What a sweet, unexpected turn of events! What we couldn’t do, the savior did for us; and now we know that God is our guardian, father, teacher, adviser and doctor. He wants us to see him as our mind, light, honor, glory, strength and life, and not to worry about what we wear nad eat.

He gave us his own son for our redemption. He gave the holy one for those who were sinful, the innocent for the wicked. What else but his righteousness could have buried our sin? Who else could have justified us?

If you want to have this faith, you can. The first thing you need is knowledge of the Father. God loved people, and created the world for their sake. He gave them their minds. He made them in his own image. He sent his only son to them, and promised them the kingdom of heaven, which he’ll give to those who love him. When you understand this what kind of joy do you think you’ll have?
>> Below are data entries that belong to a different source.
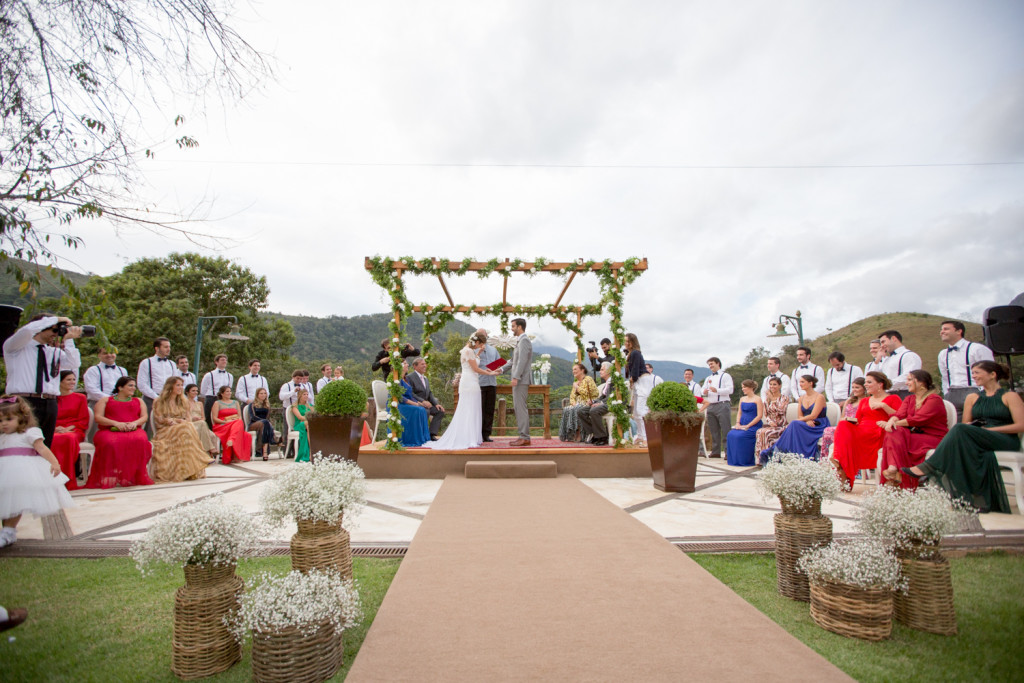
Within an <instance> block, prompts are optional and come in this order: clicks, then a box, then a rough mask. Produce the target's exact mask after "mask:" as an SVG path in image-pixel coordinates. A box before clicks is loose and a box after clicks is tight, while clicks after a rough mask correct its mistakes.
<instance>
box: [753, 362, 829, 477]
mask: <svg viewBox="0 0 1024 683" xmlns="http://www.w3.org/2000/svg"><path fill="white" fill-rule="evenodd" d="M797 381H798V382H800V384H801V387H800V393H801V396H800V399H799V400H798V402H799V404H800V415H798V416H797V419H796V420H794V421H793V422H791V423H790V424H788V425H786V427H785V429H784V430H783V431H782V434H781V435H780V436H779V437H778V440H777V441H775V445H773V446H772V447H771V449H770V450H768V451H765V452H763V453H762V454H761V464H762V465H764V464H765V463H766V462H768V460H769V459H770V458H771V457H772V455H773V454H775V453H799V454H800V455H802V456H803V457H804V458H808V459H811V460H817V458H818V440H819V439H820V438H821V434H822V432H824V430H825V427H828V426H829V424H828V416H826V415H825V397H824V396H823V395H822V394H820V393H818V392H817V390H816V389H815V387H816V386H817V384H818V378H816V377H815V376H814V375H810V374H808V375H804V376H803V377H800V378H798V380H797Z"/></svg>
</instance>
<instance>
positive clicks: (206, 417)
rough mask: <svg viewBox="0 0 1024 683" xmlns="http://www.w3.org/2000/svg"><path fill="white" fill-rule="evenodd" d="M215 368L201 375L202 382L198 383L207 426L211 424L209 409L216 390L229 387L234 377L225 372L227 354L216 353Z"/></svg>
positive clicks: (219, 390) (211, 405) (210, 408)
mask: <svg viewBox="0 0 1024 683" xmlns="http://www.w3.org/2000/svg"><path fill="white" fill-rule="evenodd" d="M213 362H214V366H215V368H214V369H213V370H211V371H210V372H208V373H207V374H206V375H204V376H203V384H202V385H200V394H202V396H203V415H204V416H205V417H206V424H207V426H208V427H212V426H213V421H212V420H211V419H210V409H211V408H213V404H214V402H216V400H217V392H218V391H220V388H221V387H225V386H227V387H229V386H231V385H232V384H234V377H232V376H231V374H230V373H229V372H227V356H226V355H224V354H223V353H218V354H217V356H216V357H215V358H214V359H213Z"/></svg>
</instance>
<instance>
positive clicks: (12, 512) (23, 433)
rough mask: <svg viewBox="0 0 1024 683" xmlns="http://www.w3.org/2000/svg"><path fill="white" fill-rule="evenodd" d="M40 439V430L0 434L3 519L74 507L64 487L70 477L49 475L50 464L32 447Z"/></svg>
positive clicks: (73, 502)
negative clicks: (30, 512) (9, 517)
mask: <svg viewBox="0 0 1024 683" xmlns="http://www.w3.org/2000/svg"><path fill="white" fill-rule="evenodd" d="M41 438H43V431H42V430H41V429H40V428H39V427H31V428H29V429H27V430H26V431H24V432H14V433H13V434H0V519H7V518H9V517H16V516H17V515H20V514H25V513H26V512H31V513H33V514H35V515H38V516H40V517H42V516H45V515H52V514H55V513H57V512H58V511H59V510H60V509H61V508H73V507H75V502H74V501H73V500H72V498H71V495H70V494H69V493H68V489H67V488H66V487H65V484H66V483H68V475H66V474H63V473H62V472H61V473H60V474H58V475H57V476H53V475H52V474H50V464H49V463H48V462H46V459H45V458H43V457H42V456H40V455H39V454H38V453H36V449H35V446H34V445H33V444H34V443H35V442H36V441H38V440H39V439H41ZM30 454H31V455H30Z"/></svg>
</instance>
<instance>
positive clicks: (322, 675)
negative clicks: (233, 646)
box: [253, 622, 344, 683]
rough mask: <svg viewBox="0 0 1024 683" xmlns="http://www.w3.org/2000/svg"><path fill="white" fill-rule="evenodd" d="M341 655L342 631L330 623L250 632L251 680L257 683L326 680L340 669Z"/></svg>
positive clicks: (337, 672) (341, 663)
mask: <svg viewBox="0 0 1024 683" xmlns="http://www.w3.org/2000/svg"><path fill="white" fill-rule="evenodd" d="M343 656H344V648H343V647H342V643H341V633H338V632H336V631H335V628H334V627H333V626H332V625H331V624H330V623H329V622H325V623H323V624H321V626H318V627H311V628H309V627H307V628H304V629H298V628H296V627H288V628H286V629H281V630H280V631H274V632H273V633H258V632H254V633H253V680H255V681H257V683H278V682H280V683H304V682H307V681H308V682H309V683H312V682H313V681H326V680H328V679H329V678H331V677H332V676H334V675H335V674H336V673H338V670H339V669H341V664H342V658H343Z"/></svg>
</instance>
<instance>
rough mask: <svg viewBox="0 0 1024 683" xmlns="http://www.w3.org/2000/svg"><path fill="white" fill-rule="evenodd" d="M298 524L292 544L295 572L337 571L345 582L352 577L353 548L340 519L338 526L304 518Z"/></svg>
mask: <svg viewBox="0 0 1024 683" xmlns="http://www.w3.org/2000/svg"><path fill="white" fill-rule="evenodd" d="M298 525H299V530H298V531H297V532H296V533H295V536H293V537H292V544H291V546H292V568H293V569H298V570H299V571H309V570H310V569H335V570H336V571H338V573H340V574H341V575H342V578H343V579H351V578H352V547H351V545H350V544H349V538H348V531H346V530H345V529H343V528H342V527H341V518H340V517H339V518H338V522H337V523H335V524H331V523H329V522H322V521H311V520H308V519H300V520H299V521H298Z"/></svg>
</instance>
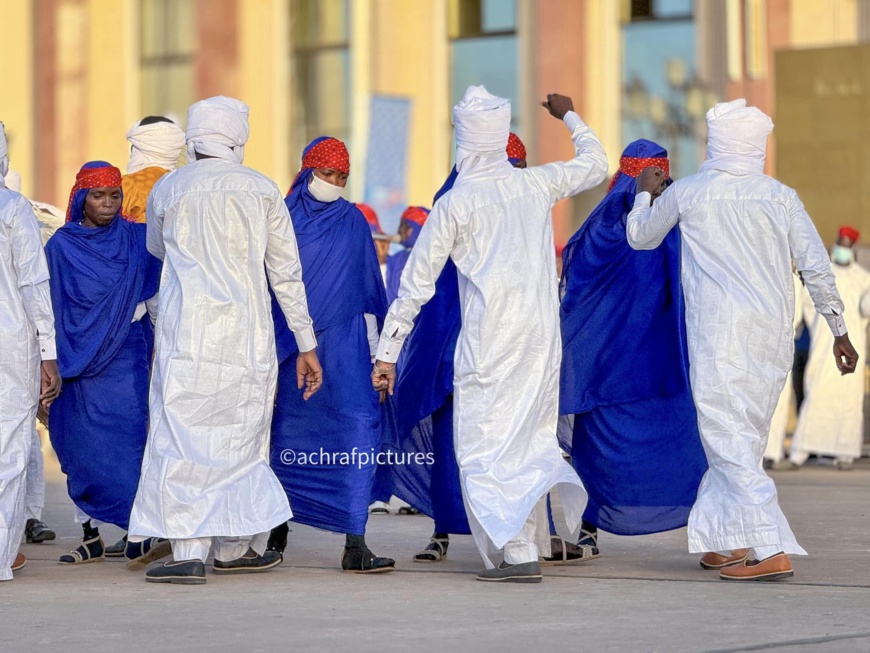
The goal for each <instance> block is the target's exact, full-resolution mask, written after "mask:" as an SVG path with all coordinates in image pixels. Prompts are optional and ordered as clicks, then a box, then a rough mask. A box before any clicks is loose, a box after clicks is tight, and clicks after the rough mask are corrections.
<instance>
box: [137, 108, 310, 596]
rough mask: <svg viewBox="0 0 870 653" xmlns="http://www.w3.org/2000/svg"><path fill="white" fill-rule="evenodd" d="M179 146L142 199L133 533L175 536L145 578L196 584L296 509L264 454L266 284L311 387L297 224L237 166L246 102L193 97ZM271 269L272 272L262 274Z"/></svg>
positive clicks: (246, 124)
mask: <svg viewBox="0 0 870 653" xmlns="http://www.w3.org/2000/svg"><path fill="white" fill-rule="evenodd" d="M186 136H187V149H188V158H189V159H190V161H192V163H190V164H188V165H187V166H184V167H183V168H180V169H179V170H176V171H174V172H172V173H170V174H168V175H166V176H165V177H163V178H162V179H161V180H160V181H159V182H158V183H157V185H156V186H155V187H154V189H153V190H152V191H151V194H150V196H149V199H148V209H147V215H148V220H147V224H148V240H147V242H148V250H149V251H150V252H151V253H152V254H154V255H155V256H157V257H158V258H161V259H163V275H162V279H161V286H160V308H159V313H158V320H157V329H156V342H155V356H154V368H153V372H152V377H151V398H150V413H151V418H150V429H149V434H148V443H147V445H146V448H145V456H144V459H143V462H142V476H141V478H140V481H139V489H138V492H137V495H136V500H135V502H134V504H133V510H132V514H131V516H130V530H129V539H130V540H131V541H134V542H135V541H139V540H141V539H143V538H146V537H150V536H159V537H164V538H168V539H170V540H171V542H172V552H173V557H174V560H173V561H171V562H167V563H165V564H164V565H160V566H156V567H152V568H151V569H149V571H148V572H147V573H146V580H148V581H149V582H175V583H186V584H200V583H204V582H205V568H204V564H203V563H204V562H205V560H206V557H207V556H208V553H209V549H210V547H211V545H212V544H214V548H215V552H214V556H215V561H214V567H213V568H214V571H215V572H216V573H239V572H246V571H262V570H264V569H269V568H272V567H274V566H277V565H278V564H280V562H281V555H280V554H279V553H277V552H275V551H266V544H267V540H268V536H269V532H270V531H271V529H272V528H273V527H275V526H277V525H278V524H283V523H284V522H286V521H287V520H288V519H290V518H291V517H292V513H291V511H290V506H289V504H288V501H287V495H286V494H285V492H284V489H283V488H282V487H281V484H280V483H279V482H278V479H277V478H276V477H275V474H274V472H272V469H271V468H270V466H269V429H270V424H271V419H272V408H273V403H274V398H275V387H276V382H277V369H278V368H277V359H276V354H275V337H274V330H273V323H272V315H271V310H270V302H269V293H268V287H269V285H271V288H272V290H273V291H274V293H275V296H276V297H277V299H278V303H279V304H280V306H281V309H282V310H283V312H284V316H285V317H286V319H287V322H288V324H289V325H290V328H291V329H292V330H293V332H294V334H295V336H296V342H297V344H298V345H299V351H300V352H303V353H301V354H300V355H299V358H298V359H297V364H296V370H297V380H298V385H299V388H302V387H303V384H305V383H306V382H307V390H306V393H305V396H306V398H307V397H308V396H310V395H311V394H313V393H314V392H316V391H317V390H318V389H319V388H320V384H321V382H322V378H321V376H322V375H321V370H320V365H319V363H318V361H317V355H316V354H315V352H314V348H315V346H316V344H317V343H316V340H315V338H314V331H313V329H312V324H311V319H310V317H309V315H308V304H307V301H306V298H305V288H304V286H303V283H302V270H301V267H300V264H299V253H298V250H297V247H296V236H295V234H294V232H293V226H292V224H291V222H290V216H289V214H288V213H287V208H286V206H285V205H284V200H283V197H282V196H281V192H280V191H279V190H278V187H277V186H276V185H275V183H274V182H272V181H271V180H269V179H267V178H266V177H264V176H263V175H261V174H259V173H258V172H255V171H254V170H251V169H250V168H246V167H244V166H243V165H241V162H242V157H243V153H244V145H245V142H246V141H247V139H248V107H247V105H245V104H244V103H242V102H240V101H239V100H235V99H232V98H224V97H216V98H211V99H208V100H203V101H201V102H197V103H196V104H194V105H193V106H191V107H190V111H189V112H188V118H187V134H186ZM267 273H268V274H267Z"/></svg>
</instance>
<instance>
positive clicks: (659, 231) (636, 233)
mask: <svg viewBox="0 0 870 653" xmlns="http://www.w3.org/2000/svg"><path fill="white" fill-rule="evenodd" d="M672 189H673V186H672V187H671V188H668V189H667V190H666V191H665V192H664V193H662V194H661V196H660V197H659V198H658V199H657V200H656V201H655V204H653V205H652V206H650V201H652V195H650V194H649V193H647V192H646V191H643V192H640V193H638V194H637V195H635V196H634V208H633V209H632V210H631V212H630V213H629V214H628V218H627V219H626V223H625V236H626V239H627V240H628V244H629V245H630V246H631V248H632V249H641V250H644V249H655V248H656V247H658V246H659V245H661V244H662V241H663V240H664V239H665V236H667V235H668V232H670V230H671V229H673V228H674V225H676V224H677V222H678V221H679V219H680V207H679V203H678V202H677V194H676V192H675V191H673V190H672Z"/></svg>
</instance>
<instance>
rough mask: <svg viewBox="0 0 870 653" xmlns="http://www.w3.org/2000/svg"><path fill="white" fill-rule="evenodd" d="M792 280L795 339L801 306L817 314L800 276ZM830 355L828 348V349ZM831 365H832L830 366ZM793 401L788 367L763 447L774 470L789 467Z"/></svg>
mask: <svg viewBox="0 0 870 653" xmlns="http://www.w3.org/2000/svg"><path fill="white" fill-rule="evenodd" d="M792 281H793V282H794V298H795V302H794V330H795V340H797V338H798V337H799V336H800V334H801V333H803V328H802V326H803V323H804V313H803V307H804V305H805V304H806V306H807V308H808V309H809V310H811V311H812V312H813V314H814V315H818V313H816V312H815V309H813V308H812V302H811V301H810V299H809V297H807V298H806V300H804V292H805V291H804V286H803V284H802V283H801V280H800V277H798V276H797V275H796V274H793V275H792ZM847 326H848V325H847ZM828 355H830V349H829V350H828ZM825 365H826V366H831V361H830V360H828V356H825ZM831 367H833V366H831ZM792 403H794V387H793V383H792V376H791V368H789V371H788V376H786V377H785V385H784V386H783V388H782V392H781V393H780V395H779V401H777V402H776V408H775V409H774V411H773V418H772V419H771V420H770V437H769V438H768V439H767V447H765V449H764V464H765V468H766V469H767V468H771V469H774V470H784V469H791V463H789V462H788V461H787V460H785V436H786V431H787V430H788V418H789V416H790V415H791V406H792Z"/></svg>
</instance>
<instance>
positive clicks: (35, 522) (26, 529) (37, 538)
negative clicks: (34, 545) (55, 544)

How much will you love the one who first loved you so much?

And when you love him, you will be an imitator of his goodness. Don’t be surprised that a human can imitate God: it’s possible because it’s God’s will.

There’s no real happiness in dominating your neighbors, in wanting to have more than weaker people, in being rich and able to boss your inferiors around. That’s not the way to imitate God! Those things are totally alien to God’s greatness.

You are an imitator of God when you take on your own shoulders the burden of your neighbor, when you choose to use your advantages to help another who is underprivileged, when you take what you have received from God and give to those who are in need. When you do this, you become like God to those who you help.

When you have faith, you will see that God is in heaven and you are earth. And you will begin to speak of the mysteries of God, and you’ll know real life from real death.